The study enrolled relapsed/refractory DLBCL (R/R DLBCL) patients with TP53 alterations (including TP53 mutation and/or deletion) for treatment with selinexor in combination with salvage regimens (R-GDP/R-ICE/R-Gemox) since November 2021 in our center. The treatment was administered orally as 40 mg of selinexor on days 1, 8, and 15, combined with one of the following regimens: R-GDP (R 375mg/m2 d0, gemcitabine 1g/m2*d1, cisplatin 25mg/m2 d1-d3, dexamethasone 40 mg d1-d4). R-ICE (R 375 mg/m2 d0, ifosfamide 1.5g/m2*3d, carboplatin (AUC 5) and etoposide 100mg/m2*3d). R-Gemox (R 375mg/m2 d0, gemcitabine 1g/m2*d1, oxaliplatin 100mg/m2*d1) every 3 weeks as per physician’s choice. Objective response rate (ORR) was evaluated every 3 cycles based on Lugano 2014 criteria and Adverse events (AE) were rated according to the NCI CTCAE 5.0. In vitro experiments were performed using the B-lymphoma cell line DB, which harbored the TP53R248Q mutation. The cells were exposed to selinexor at a concentration of 0.05uM for 48 hours, and cell viability was assessed using the cell counting kit-8. Cell apoptosis and the cell cycle were analyzed by flow cytometry. Direct data independent acquisition (DIA)-based proteomics was conducted to study the correlated signal transductions associated with selinexor treatment of DB cells.

RESULTS

  • 48 patients with TP53 alterations (mutation/deletion) were treated with selinexor plus salvage regimen in this study and received at least two cycles of treatment, including 29 patients with TP53 mutation, 16 patients with TP53 mutation and deletion, 3 with TP53 deletion.
  • The median age was 58 years (range 17 to 83), of these patients, 27 (56.3%) were male, 30 (62.5%) patients had disease stage III-IV at screening, and 70.8% with IPI>2. The median number of prior regimen was 2 (range, 1-4). All patients were refractory to the last line of treatment.
  • The patients received a median of three cycles (range, 2-6) of selinexor 40mg once a week combined with salvage regimen (30 patients received selinexor plus R-GDP, 7 with Selinexor plus R-ICE, 11 with selinexor plus R-Gemox).
  • The best overall and complete response rates were 60.4% and 14.6%, respectively.

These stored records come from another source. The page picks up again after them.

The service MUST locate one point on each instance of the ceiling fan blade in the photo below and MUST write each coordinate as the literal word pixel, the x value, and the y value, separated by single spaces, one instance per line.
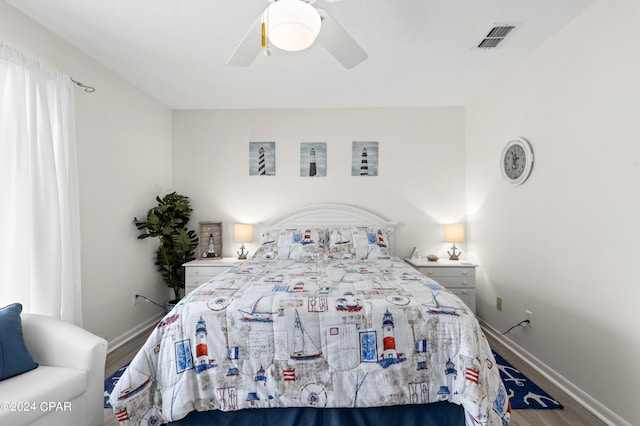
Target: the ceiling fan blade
pixel 339 43
pixel 249 47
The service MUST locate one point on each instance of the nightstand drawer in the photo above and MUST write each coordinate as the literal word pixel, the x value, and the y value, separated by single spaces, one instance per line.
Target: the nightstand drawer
pixel 198 272
pixel 449 272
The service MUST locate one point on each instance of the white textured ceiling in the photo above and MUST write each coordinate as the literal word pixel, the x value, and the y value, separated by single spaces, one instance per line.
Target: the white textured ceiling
pixel 420 51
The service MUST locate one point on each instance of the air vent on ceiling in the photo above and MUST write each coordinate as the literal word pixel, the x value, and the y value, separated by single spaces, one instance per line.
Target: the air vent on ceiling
pixel 496 36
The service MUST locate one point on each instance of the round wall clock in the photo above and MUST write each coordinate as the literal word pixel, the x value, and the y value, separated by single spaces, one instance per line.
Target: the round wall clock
pixel 516 161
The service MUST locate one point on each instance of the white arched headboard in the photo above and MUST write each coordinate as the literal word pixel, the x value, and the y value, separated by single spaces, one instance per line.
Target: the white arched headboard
pixel 331 215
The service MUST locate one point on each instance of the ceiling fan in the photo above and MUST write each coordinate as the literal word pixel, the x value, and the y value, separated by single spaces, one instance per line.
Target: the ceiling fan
pixel 282 16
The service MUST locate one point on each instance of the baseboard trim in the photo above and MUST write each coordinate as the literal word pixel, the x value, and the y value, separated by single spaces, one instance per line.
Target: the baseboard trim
pixel 124 338
pixel 587 401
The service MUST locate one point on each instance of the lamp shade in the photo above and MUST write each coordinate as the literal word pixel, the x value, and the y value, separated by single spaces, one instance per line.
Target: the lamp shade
pixel 242 232
pixel 454 233
pixel 292 24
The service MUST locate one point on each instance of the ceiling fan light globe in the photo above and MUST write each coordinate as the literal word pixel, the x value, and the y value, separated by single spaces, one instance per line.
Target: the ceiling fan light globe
pixel 293 25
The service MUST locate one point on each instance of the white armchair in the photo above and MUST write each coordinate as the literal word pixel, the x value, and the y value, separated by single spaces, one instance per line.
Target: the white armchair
pixel 68 385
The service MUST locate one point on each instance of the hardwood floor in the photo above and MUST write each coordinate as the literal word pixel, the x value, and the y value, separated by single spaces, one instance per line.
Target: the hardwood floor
pixel 572 414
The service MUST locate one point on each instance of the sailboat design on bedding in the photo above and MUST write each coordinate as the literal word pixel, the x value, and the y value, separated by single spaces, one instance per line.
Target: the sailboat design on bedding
pixel 384 336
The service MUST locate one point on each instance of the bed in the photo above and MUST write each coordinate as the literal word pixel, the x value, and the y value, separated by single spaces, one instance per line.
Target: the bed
pixel 323 325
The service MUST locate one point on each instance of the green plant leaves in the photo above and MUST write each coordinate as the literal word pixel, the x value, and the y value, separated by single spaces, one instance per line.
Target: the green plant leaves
pixel 168 222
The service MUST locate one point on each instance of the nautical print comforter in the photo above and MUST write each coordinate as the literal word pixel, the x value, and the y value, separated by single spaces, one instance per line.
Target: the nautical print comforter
pixel 313 333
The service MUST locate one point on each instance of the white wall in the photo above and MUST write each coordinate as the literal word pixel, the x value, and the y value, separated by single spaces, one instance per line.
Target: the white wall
pixel 124 155
pixel 565 243
pixel 421 167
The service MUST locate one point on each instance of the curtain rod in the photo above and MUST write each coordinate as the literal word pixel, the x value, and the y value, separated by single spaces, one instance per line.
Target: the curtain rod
pixel 86 88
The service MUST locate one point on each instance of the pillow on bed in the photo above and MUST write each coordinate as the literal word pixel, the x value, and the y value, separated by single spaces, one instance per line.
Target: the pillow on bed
pixel 360 242
pixel 14 357
pixel 341 242
pixel 371 243
pixel 269 247
pixel 292 243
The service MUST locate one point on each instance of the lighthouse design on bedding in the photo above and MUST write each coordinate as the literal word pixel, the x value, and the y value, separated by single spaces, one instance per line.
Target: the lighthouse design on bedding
pixel 329 332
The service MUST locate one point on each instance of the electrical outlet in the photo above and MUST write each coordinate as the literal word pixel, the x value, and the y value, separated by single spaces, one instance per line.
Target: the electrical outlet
pixel 529 315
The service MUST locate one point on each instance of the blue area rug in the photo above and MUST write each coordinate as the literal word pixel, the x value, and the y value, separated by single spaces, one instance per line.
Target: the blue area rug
pixel 523 393
pixel 110 383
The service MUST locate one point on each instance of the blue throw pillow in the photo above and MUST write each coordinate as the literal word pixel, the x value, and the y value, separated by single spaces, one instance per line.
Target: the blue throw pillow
pixel 14 357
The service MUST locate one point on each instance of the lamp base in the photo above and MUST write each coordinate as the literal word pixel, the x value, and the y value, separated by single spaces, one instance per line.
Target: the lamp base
pixel 242 255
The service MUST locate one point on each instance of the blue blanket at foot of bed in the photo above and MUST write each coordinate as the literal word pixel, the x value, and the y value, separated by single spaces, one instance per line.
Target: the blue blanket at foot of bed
pixel 437 414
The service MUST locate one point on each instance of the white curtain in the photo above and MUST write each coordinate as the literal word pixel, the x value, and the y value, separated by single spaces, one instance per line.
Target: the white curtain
pixel 39 213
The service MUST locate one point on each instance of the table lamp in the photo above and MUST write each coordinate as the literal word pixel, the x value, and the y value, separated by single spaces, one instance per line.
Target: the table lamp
pixel 454 233
pixel 242 233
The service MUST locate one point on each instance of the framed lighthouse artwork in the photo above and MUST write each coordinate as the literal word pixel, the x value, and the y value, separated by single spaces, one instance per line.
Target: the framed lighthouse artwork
pixel 262 158
pixel 364 159
pixel 313 159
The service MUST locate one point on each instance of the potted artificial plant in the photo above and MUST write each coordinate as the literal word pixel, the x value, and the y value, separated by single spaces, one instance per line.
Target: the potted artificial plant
pixel 168 222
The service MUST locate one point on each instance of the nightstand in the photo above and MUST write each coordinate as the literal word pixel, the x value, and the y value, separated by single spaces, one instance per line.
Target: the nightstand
pixel 459 277
pixel 200 271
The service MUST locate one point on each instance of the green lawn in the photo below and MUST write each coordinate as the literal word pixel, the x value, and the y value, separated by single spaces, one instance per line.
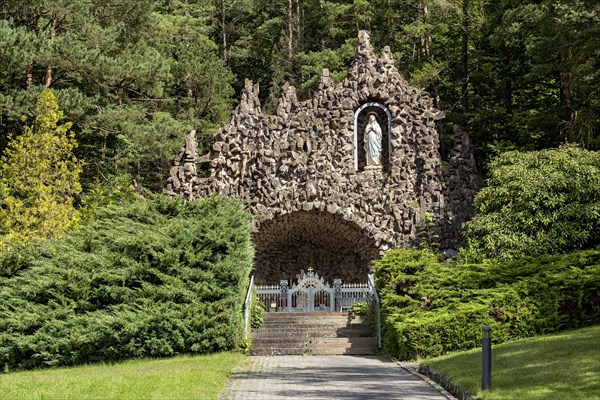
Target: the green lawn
pixel 561 366
pixel 185 377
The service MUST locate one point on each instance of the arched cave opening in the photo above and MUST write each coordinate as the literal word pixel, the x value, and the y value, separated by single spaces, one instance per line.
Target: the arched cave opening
pixel 332 246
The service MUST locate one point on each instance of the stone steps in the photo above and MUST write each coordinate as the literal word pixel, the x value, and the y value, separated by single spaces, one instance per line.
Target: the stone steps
pixel 314 334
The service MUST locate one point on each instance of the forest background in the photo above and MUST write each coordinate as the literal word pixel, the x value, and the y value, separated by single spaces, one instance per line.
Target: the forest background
pixel 133 77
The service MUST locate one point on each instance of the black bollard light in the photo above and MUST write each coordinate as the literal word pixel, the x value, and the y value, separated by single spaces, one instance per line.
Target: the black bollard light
pixel 486 364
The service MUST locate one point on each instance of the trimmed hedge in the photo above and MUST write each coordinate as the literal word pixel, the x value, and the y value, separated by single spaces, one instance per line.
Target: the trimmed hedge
pixel 431 307
pixel 156 278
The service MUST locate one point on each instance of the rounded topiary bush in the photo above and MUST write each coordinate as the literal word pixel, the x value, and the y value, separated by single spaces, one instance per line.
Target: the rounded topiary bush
pixel 154 278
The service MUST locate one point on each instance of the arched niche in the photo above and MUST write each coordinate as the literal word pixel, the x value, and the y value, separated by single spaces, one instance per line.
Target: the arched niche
pixel 333 246
pixel 384 118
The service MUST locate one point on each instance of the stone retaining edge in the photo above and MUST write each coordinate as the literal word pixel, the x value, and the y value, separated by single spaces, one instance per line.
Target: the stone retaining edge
pixel 447 387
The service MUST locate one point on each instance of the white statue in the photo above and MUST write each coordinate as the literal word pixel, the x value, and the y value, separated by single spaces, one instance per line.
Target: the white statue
pixel 373 141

    Our preliminary in vitro experiments showed selinexor had a synergistic effect with cisplatin in DB cell lines with which carried TP53R248Q mutation. DIA-based proteomics demonstrated that selinexor effectively impeded the export of multiple nuclear proteins, including those associated with DNA damage related pathways and cell cycle checkpoints (such as S, G2/M phase checkpoints). In response to DNA damage, TP53-altered cancer cells exhibit a heightened reliance on S and G2 arrest for DNA repair, underscoring the pivotal role of p53 in cell cycle regulation. Hence, we speculated that the augmentation of chemotherapy sensitivity is facilitated by cell cycle arrest which increased by selinexor, leading to accumulation of unpaired DNA. This accumulation subsequently heightens sensitivity to DNA-damaging chemotherapeutic agents such as cisplatin, thereby aiding in inhibiting TP53-altered tumor growth.

    CONCLUSION:

    Our ongoing mechanism research are focused on a deeper understanding of the synergistic effect of selinexor combination treatment. The updated findings demonstrate comparable effectiveness to our previous study, and the positive clinical outcome indicates that the selinexor combination could be a potential treatment option for R/R TP53-altered DLBCL

    Disclosures: No relevant conflicts of interest to declare.

    OffLabel Disclosure: Selinexor has not yet received approval for the treatment of R/R DLBCL in China, but it has been approved by the FDA for this indication. Traditional salvage regimens have poor efficacy for R/R DLBCL patients with TP53 alterations, and we hope that the addition of Selinexor will improve survival outcomes.